Ce qui est une provocation inacceptable, ce n’est pas l’achat du nouvel avion. C’est le droit que le président de la République se donne d’accuser qui il veut, après tant de cupidité, tant de liberté prise avec la vérité. Il vient de lancer Nafi Ngom Keita et sa meute sur les traces de Macky Sall et de ses amis, pour pouvoir le jeter en prison. Il s’acharne sur une maison de Ngaparou, alors qu’à Sendou, son petit fils Lamine Faye s’est construit au bord de la mer, un château en marbre au coût de 200 millions de francs Cfa. Il y a chez Wade ceux qui ont le droit de voler parce qu’ils sont de son acabit, et les autres. Que Macky Sall ait profité des largesses de ce régime est un fait. Mais il passe pour un saint à côté de Wade. Ses proches ont d’ailleurs vite fait de publier la liste de ses biens et demandé la mise en place d’une commission indépendante, pour répertorier les biens des caciques du régime. Abdoulaye Wade ne le suivra jamais sur ce terrain. Le chef de l’Etat s’en prend à lui pour son appartement de Houston, alors qu’il est en train de réfectionner à Paris, un immeuble acheté à 6 milliards, aux frais du contribuable. Le gazon, sur lequel Viviane Wade veille particulièrement, va coûter à l’Etat sénégalais 100 millions de francs Cfa.

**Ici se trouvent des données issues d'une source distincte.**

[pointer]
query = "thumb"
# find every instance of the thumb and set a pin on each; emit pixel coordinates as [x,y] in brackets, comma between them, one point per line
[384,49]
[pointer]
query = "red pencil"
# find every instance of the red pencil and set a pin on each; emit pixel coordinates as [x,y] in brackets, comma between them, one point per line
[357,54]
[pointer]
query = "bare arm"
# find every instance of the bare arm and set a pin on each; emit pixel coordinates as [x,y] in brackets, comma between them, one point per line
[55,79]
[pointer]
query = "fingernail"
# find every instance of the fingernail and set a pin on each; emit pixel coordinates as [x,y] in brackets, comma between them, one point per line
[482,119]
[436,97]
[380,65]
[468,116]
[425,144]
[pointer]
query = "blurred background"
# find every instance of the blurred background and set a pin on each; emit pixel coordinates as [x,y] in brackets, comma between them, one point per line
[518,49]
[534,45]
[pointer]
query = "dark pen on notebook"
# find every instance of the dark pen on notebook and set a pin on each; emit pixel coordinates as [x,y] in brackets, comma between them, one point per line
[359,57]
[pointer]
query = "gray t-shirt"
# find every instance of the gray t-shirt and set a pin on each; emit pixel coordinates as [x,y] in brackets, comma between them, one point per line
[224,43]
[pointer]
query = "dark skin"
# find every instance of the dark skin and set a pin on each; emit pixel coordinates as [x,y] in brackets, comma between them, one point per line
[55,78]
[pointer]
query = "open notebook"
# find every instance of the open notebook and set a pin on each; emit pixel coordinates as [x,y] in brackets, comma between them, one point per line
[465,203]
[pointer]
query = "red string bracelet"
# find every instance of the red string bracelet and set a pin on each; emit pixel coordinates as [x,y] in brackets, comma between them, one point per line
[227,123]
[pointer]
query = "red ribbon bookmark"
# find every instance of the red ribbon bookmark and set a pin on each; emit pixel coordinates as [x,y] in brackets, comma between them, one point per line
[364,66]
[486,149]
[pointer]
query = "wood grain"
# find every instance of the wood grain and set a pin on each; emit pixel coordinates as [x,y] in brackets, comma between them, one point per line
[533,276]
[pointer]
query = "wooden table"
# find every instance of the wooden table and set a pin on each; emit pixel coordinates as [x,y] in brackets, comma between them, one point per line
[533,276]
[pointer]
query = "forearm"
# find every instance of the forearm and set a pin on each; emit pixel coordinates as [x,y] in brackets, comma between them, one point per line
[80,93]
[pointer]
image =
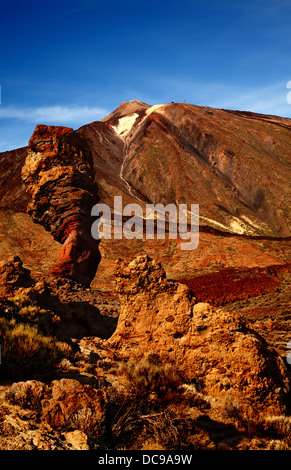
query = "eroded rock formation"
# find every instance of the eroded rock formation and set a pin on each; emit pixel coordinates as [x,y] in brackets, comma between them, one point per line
[216,350]
[59,178]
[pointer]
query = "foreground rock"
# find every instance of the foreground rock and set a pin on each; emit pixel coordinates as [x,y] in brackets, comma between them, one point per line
[213,349]
[59,178]
[64,406]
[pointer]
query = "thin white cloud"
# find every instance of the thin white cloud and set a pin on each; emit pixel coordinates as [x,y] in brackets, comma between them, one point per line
[265,99]
[77,115]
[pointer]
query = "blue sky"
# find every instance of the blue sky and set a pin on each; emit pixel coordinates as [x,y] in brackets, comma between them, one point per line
[71,62]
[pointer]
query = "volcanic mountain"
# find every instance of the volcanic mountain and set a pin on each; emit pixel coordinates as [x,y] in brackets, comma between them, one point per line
[234,164]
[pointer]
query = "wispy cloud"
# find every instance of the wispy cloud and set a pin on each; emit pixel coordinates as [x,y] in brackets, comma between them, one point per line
[266,99]
[69,115]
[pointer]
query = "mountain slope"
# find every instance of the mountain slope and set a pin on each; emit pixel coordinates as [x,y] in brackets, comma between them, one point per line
[235,165]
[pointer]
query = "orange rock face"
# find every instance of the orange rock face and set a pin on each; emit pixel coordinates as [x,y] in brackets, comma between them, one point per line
[59,178]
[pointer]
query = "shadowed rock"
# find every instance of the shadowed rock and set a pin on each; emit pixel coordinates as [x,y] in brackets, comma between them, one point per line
[59,177]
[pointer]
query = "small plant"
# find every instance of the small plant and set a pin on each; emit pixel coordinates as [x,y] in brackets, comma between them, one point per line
[25,351]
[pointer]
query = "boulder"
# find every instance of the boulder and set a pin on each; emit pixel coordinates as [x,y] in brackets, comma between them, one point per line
[59,177]
[216,350]
[13,276]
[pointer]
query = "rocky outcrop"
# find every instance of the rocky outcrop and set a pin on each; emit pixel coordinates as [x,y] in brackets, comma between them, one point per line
[13,276]
[214,349]
[59,178]
[64,404]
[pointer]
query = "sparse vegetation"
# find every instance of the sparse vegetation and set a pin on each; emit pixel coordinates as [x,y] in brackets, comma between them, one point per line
[25,350]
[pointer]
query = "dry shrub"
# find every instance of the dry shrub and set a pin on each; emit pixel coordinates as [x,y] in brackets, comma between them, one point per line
[148,377]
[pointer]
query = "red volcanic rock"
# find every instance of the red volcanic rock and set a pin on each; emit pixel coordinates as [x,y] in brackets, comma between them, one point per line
[212,348]
[59,177]
[13,276]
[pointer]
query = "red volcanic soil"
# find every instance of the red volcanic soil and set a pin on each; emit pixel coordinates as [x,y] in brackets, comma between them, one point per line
[232,284]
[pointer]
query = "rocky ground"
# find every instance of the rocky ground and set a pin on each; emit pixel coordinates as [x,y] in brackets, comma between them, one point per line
[167,373]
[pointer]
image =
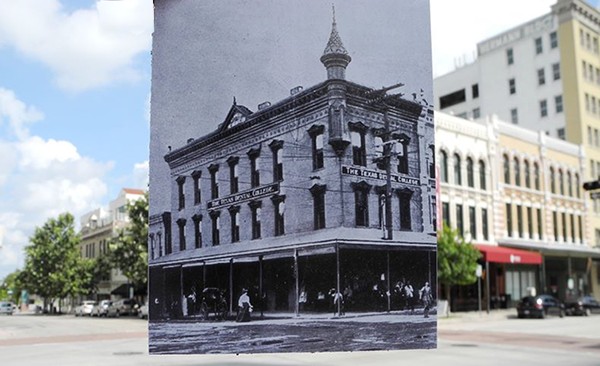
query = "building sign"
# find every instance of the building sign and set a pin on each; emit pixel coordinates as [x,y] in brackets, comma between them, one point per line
[362,172]
[254,193]
[543,24]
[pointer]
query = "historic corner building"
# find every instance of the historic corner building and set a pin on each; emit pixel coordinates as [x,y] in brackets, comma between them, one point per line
[517,195]
[291,199]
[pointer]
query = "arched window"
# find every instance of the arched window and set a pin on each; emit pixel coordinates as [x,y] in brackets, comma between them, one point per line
[527,174]
[536,176]
[470,174]
[517,169]
[506,165]
[443,166]
[482,183]
[561,182]
[457,174]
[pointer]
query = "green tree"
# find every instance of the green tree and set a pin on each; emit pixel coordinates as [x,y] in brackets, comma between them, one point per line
[10,288]
[457,260]
[54,268]
[129,249]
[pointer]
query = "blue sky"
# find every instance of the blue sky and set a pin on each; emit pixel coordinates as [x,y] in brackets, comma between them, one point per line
[74,99]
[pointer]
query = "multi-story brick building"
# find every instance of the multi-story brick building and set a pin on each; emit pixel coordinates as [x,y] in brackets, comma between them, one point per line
[291,198]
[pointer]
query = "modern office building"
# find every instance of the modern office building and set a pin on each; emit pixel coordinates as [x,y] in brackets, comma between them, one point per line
[543,75]
[293,198]
[98,228]
[516,194]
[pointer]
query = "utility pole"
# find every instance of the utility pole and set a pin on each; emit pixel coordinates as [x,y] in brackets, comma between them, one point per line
[377,98]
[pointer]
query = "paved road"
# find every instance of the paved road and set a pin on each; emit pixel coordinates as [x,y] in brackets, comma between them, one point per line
[464,340]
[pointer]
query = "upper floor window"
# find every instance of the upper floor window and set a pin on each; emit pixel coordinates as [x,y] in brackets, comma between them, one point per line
[359,150]
[553,40]
[517,169]
[233,174]
[277,149]
[318,193]
[482,183]
[470,173]
[181,192]
[403,154]
[196,176]
[443,166]
[506,166]
[510,56]
[214,180]
[254,156]
[457,171]
[316,135]
[538,46]
[361,203]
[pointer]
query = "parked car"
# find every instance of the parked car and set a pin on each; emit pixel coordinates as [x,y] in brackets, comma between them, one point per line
[143,311]
[6,308]
[101,309]
[585,305]
[126,306]
[85,308]
[540,307]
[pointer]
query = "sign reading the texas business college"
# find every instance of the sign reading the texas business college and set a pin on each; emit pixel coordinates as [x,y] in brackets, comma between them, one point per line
[248,195]
[362,172]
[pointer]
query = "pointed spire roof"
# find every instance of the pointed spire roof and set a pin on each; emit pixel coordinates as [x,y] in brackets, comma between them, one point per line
[334,45]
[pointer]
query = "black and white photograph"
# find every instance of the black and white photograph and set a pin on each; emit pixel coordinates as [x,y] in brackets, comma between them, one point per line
[292,194]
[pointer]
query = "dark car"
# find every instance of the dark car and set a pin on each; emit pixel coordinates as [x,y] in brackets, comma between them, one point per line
[540,307]
[585,305]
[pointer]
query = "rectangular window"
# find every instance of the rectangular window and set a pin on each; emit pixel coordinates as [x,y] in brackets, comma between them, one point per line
[540,223]
[256,230]
[197,187]
[543,108]
[541,77]
[235,224]
[530,222]
[508,219]
[459,220]
[558,103]
[472,222]
[317,150]
[510,56]
[405,212]
[446,213]
[214,181]
[475,91]
[555,225]
[359,153]
[484,224]
[216,224]
[514,116]
[556,71]
[512,87]
[553,40]
[520,220]
[361,207]
[538,46]
[319,209]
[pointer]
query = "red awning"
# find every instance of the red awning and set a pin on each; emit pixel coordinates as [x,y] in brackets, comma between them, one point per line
[492,253]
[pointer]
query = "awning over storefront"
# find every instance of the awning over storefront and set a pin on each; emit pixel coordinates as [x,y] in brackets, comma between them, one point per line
[492,253]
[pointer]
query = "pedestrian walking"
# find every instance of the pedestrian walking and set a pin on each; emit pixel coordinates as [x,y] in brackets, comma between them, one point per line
[426,298]
[244,307]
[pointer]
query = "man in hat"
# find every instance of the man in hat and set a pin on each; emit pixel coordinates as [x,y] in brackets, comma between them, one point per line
[244,307]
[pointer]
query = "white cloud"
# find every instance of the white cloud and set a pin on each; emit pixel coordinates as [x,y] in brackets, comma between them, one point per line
[40,179]
[86,48]
[458,25]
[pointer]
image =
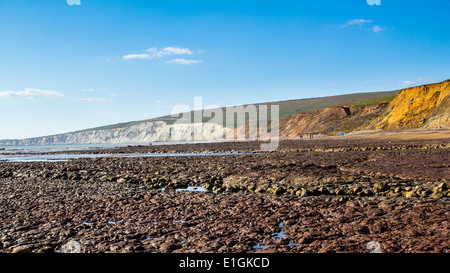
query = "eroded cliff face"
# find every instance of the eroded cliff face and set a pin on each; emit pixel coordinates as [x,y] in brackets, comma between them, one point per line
[426,106]
[143,132]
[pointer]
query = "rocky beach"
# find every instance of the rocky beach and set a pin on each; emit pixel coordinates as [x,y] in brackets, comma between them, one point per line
[329,194]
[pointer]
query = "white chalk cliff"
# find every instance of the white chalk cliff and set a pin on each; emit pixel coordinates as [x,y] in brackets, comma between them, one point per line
[142,132]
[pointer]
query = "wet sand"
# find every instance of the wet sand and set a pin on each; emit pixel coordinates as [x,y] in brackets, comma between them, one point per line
[321,195]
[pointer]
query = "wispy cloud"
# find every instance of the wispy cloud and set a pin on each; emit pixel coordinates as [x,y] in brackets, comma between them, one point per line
[136,56]
[88,90]
[95,99]
[416,81]
[378,29]
[30,94]
[356,22]
[184,61]
[154,52]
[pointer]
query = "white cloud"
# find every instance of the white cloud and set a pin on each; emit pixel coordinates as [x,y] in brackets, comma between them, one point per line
[30,94]
[416,81]
[136,56]
[95,99]
[184,61]
[356,22]
[154,52]
[176,51]
[378,29]
[88,90]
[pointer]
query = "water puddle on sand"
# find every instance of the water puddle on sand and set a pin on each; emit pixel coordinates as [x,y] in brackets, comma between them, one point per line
[276,235]
[20,157]
[189,188]
[257,247]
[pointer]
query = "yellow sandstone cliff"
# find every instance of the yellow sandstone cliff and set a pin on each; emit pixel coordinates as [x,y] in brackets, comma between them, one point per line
[426,106]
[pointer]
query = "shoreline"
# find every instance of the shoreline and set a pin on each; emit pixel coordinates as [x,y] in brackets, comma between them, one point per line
[308,196]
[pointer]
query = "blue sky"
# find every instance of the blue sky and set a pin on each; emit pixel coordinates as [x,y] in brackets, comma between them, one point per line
[65,68]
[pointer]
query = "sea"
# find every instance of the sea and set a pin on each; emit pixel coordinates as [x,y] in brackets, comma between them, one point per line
[40,153]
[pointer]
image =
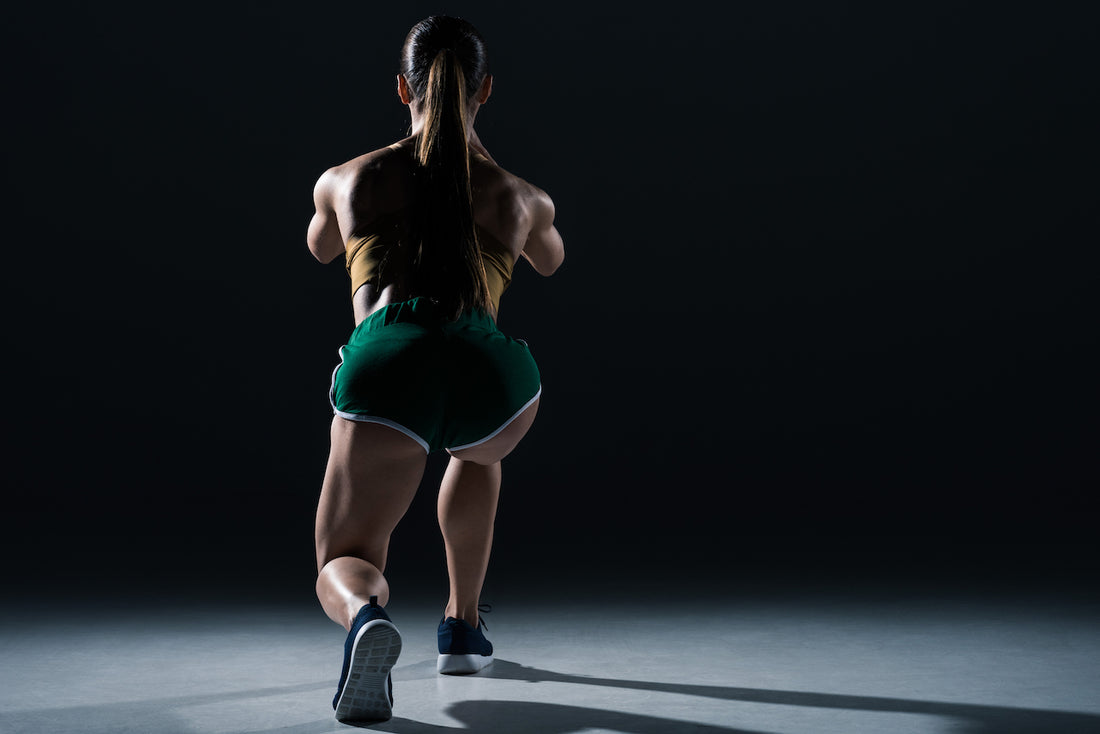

C’est aussi la preuve que cette dynastie est là pour rester. Elle compte sur un hériter de taille, Karim Meissa Wade. Et c’est Macky Sall qui risque d’en pâtir. Tous les bannis d’hier ont été reçus tour à tour, parfois deux fois : Salif Bâ, Aïda Mbodj, Khoureichi Thiam. Maître Wade veut s’en assurer. A tous, il tient le même langage : « Je ne veux pas avoir la même surprise que pendant l’affaire Idrissa Seck. Je veux savoir clairement à quel camp vous appartenez, celui de Macky ou celui de Karim ». Tous ceux qui sont sortis de là ont conseillé à Macky Sall de démissionner. Mais s’il démissionne, il va en prison !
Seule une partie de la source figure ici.